Sunday, February 20, 2022

Dutch PM apologizes for brutality during 1945-1949 Indonesian war
By UPI Staff

Women train for the Indonesian war for independence in 1945. 
File Photo by Wikimedia Commons.

Feb. 17 (UPI) -- Dutch Prime Minister Mark Rutte apologized for the systematic and widespread violence exercised by the Netherlands during the 1945-49 Indonesian war of independence.

An inquiry revealed that the Netherlands' military and intelligence services were sanctioned by the highest levels of government to carry out executions and torture in Indonesia.

Since 1969, the Netherlands has held that there were only isolated cases of excess violence and that the armed forces behaved correctly.

The report -- the result of a four-and-a-half-year research project funded by the government -- proved otherwise.

"I make a deep apology to the people of Indonesia today for the systematic and widespread extreme violence by the Dutch side in those years and the consistent looking away by previous cabinets," Rutte said, according to The Guardian. "The prevailing culture was one of looking away, shirking and a misplaced colonial sense of superiority.
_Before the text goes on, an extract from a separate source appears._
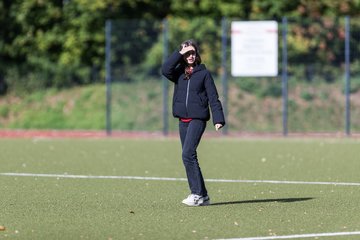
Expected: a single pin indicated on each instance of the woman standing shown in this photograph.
(194, 91)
That is a painful realization, even after so many years."

The Indonesian war of independence was spurred just two days after Japan surrendered in World War II on Aug. 16, 1945. Revolutionaries Sukarno and Mohammad Hatta declared independence from the Dutch's 350-year rule over Indonesia -- a move contested by The Hague.

Between then and Dec. 27, 1949, approximately 100,000 Indonesians were killed compared to 5,300 Dutch militia.

The report shows that the army was frequently guilty of torture, detention under inhumane circumstances, arson of houses and villages, and arbitrary mass arrests and internments.

The research was conducted by the Royal Netherlands Institute of Southeast Asian and Caribbean Studies, the Netherlands Institute of Military History and the Institute for War, Holocaust, and Genocide Studies, and will be published in 14 books.